For more photos from Friday's unveiling, check out our slideshow.

Partying in West Hollywood this weekend means opening yourself up to a big, cheesy pickup line headed right towards you. Luckily, this one doesn't have to be avoided by a quick trip to the bathroom or an S.O.S. signal to your girls. No, in fact, this one is a lifeboat for the drunken looking for a trip across Santa Monica Blvd.

The Pickup Line, which depending on your taste is an either delightful play on words or painful pun, is a free trolley service officially launching this weekend. Running from Robertson Blvd. to just past Fairfax Ave., the Pickup Line might as well be called WeHo on Wheels: it's loud and gimmicky, but full of the fabulous and beautiful denizens of L.A.'s gayborhood.

“Park on the east side, party on the west side” is the name of the Pickup Line's game, according to WeHo city councilman John D'Amico. An early supporter of the project, D'Amico told the crowd amassed at the Pickup Line's preview event that he could “imagine our friends in Los Angeles, maybe in Venice and” other neighborhoods embracing the trend.

For that to happen, however, the six-month pilot program must show results, according to councilman John Heilman, who was much more skeptical about the project when it was first discussed.

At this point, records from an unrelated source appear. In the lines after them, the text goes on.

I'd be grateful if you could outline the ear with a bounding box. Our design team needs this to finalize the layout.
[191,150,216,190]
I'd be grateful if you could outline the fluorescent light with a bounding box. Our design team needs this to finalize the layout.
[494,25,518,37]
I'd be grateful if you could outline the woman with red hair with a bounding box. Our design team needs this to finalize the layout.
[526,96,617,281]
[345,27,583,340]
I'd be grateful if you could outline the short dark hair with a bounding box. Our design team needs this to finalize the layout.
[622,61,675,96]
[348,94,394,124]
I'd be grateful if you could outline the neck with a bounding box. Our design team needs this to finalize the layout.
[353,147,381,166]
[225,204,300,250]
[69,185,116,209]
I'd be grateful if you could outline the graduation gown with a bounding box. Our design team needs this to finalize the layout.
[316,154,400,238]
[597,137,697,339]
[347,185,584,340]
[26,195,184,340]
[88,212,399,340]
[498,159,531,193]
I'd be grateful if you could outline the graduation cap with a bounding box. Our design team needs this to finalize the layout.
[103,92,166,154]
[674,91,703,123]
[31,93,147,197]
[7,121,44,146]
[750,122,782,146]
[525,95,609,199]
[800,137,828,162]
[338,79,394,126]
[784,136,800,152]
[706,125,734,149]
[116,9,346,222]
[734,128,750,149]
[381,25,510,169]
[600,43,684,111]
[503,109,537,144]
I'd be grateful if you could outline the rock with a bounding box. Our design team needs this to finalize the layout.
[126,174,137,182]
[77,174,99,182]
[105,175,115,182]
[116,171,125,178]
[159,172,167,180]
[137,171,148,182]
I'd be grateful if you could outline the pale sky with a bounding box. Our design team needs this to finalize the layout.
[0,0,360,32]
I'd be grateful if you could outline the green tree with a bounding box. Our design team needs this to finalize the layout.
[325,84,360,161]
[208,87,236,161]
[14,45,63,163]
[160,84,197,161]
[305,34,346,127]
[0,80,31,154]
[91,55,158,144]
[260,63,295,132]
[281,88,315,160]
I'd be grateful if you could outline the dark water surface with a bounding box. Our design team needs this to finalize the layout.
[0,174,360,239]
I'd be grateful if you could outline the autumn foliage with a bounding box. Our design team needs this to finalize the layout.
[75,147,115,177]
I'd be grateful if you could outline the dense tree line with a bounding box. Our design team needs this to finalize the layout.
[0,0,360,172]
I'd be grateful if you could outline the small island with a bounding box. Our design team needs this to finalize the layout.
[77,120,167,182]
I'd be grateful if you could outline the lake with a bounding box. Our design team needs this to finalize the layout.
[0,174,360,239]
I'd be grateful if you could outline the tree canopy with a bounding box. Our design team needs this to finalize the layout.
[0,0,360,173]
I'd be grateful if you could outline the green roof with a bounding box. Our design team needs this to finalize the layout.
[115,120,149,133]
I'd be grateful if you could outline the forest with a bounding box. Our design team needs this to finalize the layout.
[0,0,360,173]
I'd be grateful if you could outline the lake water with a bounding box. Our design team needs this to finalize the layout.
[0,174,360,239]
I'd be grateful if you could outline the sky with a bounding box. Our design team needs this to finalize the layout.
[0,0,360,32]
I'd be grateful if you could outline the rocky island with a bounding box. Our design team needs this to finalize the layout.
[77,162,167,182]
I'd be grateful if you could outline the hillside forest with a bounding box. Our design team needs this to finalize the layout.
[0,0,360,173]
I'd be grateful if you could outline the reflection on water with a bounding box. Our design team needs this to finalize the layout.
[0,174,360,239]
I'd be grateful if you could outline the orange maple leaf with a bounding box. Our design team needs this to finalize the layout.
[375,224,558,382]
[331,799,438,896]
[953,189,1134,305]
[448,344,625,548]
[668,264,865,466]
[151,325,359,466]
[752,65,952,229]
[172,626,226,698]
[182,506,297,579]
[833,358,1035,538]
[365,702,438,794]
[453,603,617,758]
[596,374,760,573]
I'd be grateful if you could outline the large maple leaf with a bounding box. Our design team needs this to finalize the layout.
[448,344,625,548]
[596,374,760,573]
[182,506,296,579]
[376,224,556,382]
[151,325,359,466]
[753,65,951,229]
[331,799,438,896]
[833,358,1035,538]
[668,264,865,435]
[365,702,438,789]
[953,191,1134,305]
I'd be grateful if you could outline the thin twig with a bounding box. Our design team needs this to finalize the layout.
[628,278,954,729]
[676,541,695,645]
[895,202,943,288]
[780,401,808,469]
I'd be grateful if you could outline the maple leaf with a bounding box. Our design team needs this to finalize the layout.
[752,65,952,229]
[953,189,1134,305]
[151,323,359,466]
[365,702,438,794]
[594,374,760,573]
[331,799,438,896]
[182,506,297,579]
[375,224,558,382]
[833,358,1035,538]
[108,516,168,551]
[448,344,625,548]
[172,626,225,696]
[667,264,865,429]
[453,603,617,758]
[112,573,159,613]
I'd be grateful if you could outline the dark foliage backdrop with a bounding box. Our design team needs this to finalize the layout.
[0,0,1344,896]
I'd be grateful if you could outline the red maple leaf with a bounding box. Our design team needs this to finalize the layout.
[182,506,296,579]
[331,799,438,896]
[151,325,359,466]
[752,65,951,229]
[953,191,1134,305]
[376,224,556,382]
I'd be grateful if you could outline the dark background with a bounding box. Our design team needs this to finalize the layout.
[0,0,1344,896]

“This is a pilot project,” he said, “but what determines if it makes it is if it's successful.” Motivating this might be the cost — the city invested $71,000 in the pilot program, and in order to keep it free, the city is paying an operating cost of $110 per week. During the pilot project, there are two trolleys, but officials say that there's potential for four total if it takes off.

WeHo's denizens can board the trolley from 8 p.m. to 3 a.m. at one of 20 stops lining Santa Monica Blvd., each indicated by a bright yellow sign. On the trolley, much like at any West Hollywood club, your ears will be assaulted by house music — the beats compliments of DJ Derek Monteiro. The maximum occupancy is 29, but it's not hard to imagine getting the usual cramped, sweaty dance floor feeling the hottest clubs also boast.

The trolleys also have “The Pickup Shot,” a photo booth used for uploading photos to Facebook, Twitter and Instagram, because what good is a programming initiative without a gimmicky social media tie-in?

One aspect of the venture that can't be snarked at, however, are the promotional perks. The Abbey is letting riders skip the infamously long line. Fubar patrons who ride get their first drink for a dollar. Micky's is offering no cover and priority admission. These aren't small favors in WeHo; arguably, they're more than worth the (free) ticket to ride.

The Pickup Line had its soft launch this past weekend, but will officially be launching this Friday with parties on the patios of Micky's, Revolver, and Eleven nightclubs at 6 p.m. The maiden voyage of the trolleys will happen later that night.

Ultimately, the choice to ride the Pickup Line comes down to two factors: are you drunk enough for it, and do you like WeHo enough for it? If either or both of those things are true, the Pickup Line is a fabulous new addition to the nightlife scene. If not, this particular line just isn't going to work on you — and even the perks might not be enough.